Cuando me canso de tanto murmullo, doy media vuelta. Tengo ya suficientes historias robadas para escribir tres obras esta semana. Y, creedme, lo haré.
Me despido de los corrillos sin que me reconozcan y sonrío para mí:
—Vosotros hablad, murmurad, criticad… que mientras tanto, yo os convierto en verso.

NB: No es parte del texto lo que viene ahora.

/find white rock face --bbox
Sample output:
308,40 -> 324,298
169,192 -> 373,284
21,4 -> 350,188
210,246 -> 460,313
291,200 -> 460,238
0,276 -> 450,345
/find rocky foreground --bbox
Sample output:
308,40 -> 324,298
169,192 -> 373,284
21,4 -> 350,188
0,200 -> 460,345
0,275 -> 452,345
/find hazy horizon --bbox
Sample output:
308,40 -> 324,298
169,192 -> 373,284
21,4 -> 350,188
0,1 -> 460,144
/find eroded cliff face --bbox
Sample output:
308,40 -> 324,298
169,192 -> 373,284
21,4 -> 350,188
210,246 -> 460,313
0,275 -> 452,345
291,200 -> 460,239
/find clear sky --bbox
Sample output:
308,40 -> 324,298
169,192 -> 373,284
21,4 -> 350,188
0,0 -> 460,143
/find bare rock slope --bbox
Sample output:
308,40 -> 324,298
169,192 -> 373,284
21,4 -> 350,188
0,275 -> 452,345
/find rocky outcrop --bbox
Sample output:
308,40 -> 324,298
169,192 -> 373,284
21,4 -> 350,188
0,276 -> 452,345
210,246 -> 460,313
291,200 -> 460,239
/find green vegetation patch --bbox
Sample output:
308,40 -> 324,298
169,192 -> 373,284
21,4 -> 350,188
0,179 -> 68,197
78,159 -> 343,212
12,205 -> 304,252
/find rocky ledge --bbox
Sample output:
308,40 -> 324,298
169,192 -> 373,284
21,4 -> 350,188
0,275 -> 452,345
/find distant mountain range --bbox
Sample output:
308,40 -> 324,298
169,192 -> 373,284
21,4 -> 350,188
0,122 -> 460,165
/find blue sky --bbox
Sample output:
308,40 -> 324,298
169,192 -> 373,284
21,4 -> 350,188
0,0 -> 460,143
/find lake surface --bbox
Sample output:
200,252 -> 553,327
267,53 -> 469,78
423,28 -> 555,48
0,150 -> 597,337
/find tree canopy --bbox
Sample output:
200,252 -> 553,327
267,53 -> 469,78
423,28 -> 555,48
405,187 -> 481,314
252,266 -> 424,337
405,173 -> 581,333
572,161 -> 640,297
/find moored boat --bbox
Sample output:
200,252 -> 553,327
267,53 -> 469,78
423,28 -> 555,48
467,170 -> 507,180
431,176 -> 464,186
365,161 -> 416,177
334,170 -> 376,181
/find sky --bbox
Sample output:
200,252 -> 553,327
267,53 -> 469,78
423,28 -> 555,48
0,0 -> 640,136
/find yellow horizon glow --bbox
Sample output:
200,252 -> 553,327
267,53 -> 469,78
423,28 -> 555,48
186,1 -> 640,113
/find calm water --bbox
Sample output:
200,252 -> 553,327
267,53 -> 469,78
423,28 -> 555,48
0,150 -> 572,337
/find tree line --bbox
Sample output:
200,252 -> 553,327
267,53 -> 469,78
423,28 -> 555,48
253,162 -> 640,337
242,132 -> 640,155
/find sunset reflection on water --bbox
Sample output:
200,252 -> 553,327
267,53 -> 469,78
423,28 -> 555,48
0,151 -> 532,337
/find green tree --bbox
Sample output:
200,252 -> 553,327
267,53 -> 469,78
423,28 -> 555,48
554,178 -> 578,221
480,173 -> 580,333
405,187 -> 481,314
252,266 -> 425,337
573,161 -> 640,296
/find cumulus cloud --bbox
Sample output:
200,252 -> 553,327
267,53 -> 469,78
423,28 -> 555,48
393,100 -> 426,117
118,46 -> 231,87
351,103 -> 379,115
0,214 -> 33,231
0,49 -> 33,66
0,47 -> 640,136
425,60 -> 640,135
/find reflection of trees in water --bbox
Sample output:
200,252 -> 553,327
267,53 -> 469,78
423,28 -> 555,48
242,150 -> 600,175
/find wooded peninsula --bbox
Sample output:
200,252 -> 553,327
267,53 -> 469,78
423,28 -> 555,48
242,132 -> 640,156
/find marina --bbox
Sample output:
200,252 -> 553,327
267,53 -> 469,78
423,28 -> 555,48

El sol ya está alto y mi estómago gruñe como un mosquetero impaciente. ¿Sabéis lo que eso significa? Que toca ir a la taberna. Y si hay taberna, hay vino, actores… y quizá alguna musa dispuesta a sonreírme.
Vamos, seguidme: la verdadera comedia empieza con una jarra de buen vino tinto.
ESCENA III.
“la TABERNA: MI OTRO CORRAL”_
No os voy a engañar: los corrales son mi reino… pero las tabernas son mi paraíso. Allí no hay críticos doctos, ni damas con abanicos juzgando en silencio: allí hay vino, hay risa y hay verdad.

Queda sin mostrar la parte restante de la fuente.